Prescribing these drugs is not recommended any more for these reasons:

  1. Although plane emergencies are rare, taking Diazepam reduces
    awareness and reaction times for patients so you risk not being able to
    react to save your life if you have to escape quickly. You may also put
    other people in danger by getting in their way or making them help you.
  2. The use of these drugs can make you sleep in an unnaturally deep sleep.
    This means you won’t move around as much as during natural sleep so
    you have a bigger risk of getting a blood clot (Deep Vein Thrombosis –
    DVT) in the leg or lungs.
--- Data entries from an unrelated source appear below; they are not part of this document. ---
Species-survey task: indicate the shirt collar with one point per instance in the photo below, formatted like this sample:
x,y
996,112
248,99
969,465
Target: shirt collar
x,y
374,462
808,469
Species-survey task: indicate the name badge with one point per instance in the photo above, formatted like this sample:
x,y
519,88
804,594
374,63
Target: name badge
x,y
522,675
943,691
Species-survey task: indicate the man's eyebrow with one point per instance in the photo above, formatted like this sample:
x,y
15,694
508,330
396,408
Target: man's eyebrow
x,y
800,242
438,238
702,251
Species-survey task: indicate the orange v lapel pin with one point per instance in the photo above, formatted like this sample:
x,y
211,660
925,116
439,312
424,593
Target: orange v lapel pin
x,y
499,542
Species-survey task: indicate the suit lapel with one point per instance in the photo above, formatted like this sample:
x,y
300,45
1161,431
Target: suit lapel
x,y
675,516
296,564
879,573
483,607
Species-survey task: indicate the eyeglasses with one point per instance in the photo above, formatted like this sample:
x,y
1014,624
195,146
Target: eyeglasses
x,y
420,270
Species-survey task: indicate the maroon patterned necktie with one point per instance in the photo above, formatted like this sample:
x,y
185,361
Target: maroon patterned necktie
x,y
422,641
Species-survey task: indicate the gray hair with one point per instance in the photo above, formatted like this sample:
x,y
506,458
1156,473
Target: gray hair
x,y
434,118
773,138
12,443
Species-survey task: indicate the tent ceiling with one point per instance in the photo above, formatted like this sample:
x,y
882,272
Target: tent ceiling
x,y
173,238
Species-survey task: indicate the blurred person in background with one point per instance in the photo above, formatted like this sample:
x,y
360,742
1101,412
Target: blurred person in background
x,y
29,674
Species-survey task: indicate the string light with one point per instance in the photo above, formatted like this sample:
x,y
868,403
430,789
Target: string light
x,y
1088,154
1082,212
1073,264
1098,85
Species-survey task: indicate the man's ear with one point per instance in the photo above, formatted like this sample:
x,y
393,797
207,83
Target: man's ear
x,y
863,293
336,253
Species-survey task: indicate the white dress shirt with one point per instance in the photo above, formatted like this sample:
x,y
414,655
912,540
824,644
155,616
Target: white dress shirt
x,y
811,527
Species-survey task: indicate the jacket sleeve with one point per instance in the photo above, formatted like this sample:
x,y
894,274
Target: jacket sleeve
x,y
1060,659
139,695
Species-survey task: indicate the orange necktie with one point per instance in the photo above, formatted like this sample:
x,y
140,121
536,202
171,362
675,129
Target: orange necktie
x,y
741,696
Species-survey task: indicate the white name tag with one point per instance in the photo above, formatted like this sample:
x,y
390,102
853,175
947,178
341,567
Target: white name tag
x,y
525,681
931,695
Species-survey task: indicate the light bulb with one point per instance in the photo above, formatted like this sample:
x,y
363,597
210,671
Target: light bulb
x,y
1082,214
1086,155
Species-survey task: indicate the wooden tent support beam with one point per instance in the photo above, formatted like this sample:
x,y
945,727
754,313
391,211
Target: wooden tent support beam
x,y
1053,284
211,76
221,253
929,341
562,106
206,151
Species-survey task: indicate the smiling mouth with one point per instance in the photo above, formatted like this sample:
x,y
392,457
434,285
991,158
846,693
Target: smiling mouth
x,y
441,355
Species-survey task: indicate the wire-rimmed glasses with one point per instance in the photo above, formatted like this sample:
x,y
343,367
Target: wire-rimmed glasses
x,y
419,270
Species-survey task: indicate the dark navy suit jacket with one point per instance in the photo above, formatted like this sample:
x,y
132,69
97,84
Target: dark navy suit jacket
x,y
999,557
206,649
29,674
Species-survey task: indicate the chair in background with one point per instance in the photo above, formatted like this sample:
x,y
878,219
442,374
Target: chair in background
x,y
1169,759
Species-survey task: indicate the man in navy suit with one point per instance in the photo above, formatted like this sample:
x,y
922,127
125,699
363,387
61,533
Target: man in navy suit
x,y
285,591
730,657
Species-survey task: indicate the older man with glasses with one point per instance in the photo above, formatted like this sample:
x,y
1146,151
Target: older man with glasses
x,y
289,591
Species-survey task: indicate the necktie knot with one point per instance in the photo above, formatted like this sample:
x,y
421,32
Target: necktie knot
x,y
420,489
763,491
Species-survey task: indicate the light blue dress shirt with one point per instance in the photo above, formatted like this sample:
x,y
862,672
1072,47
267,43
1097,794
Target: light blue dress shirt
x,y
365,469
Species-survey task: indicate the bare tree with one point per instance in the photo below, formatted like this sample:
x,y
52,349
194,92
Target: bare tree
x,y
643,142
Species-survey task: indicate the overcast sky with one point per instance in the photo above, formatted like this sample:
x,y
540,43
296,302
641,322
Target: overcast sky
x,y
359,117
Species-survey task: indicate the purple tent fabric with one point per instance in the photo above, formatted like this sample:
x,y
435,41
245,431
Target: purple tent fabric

Blood clots are very dangerous and can kill. This
    risk is bigger if your flight is longer than 4 hours.
  3. They have short term bad effects on memory, co-ordination,
    concentration and reaction times, and are addictive if used for a long
    time, with withdrawal leading to fits, hallucinations, agitation and
    confusion. They have also become widely used drugs of abuse since they
    first came on the market.
    Diazepam in the UK is a controlled drug. The prescribing guidelines
    doctors have to follow say that that use to treat short-term ‘mild’
    anxiety is inappropriate. They are only to be used short term for a ‘crisis
    in generalised anxiety’. But if you are having such a crisis you are not
    likely to be fit to fly. Fear of flying in isolation is not a generalised anxiety
  4. Some people get agitated and aggressive after taking diazepam and
    similar drugs, and behave in a way that they would not normally, which
    can pose a risk on the plane. This affects everyone’s safety and could get
    you into trouble with the law. A similar effect can be seen with alcohol,
    which has led to people being removed from flights.
  5. There is evidence use of these drugs stops the normal adjustment
    response that would gradually lessen anxiety over time, and may
    increase anxiety in the long term, especially if used repeatedly.
  6. Diazepam and similar controlled drugs are illegal in a number of
    countries. They may be confiscated or you may find yourself in trouble
    with the police.
  7. Diazepam stays in your system for some time. If your job or sport needs
    you to have random drug testing you may fail this having taken
  8. It is important to tell your travel insurer about your medical conditions
    and medications you take. If not, there is a risk of your insurer not paying
    if you try to make a claim.

We apologize for any inconvenience caused however we do hope that our patients understand our reasoning behind this decision from the points given above.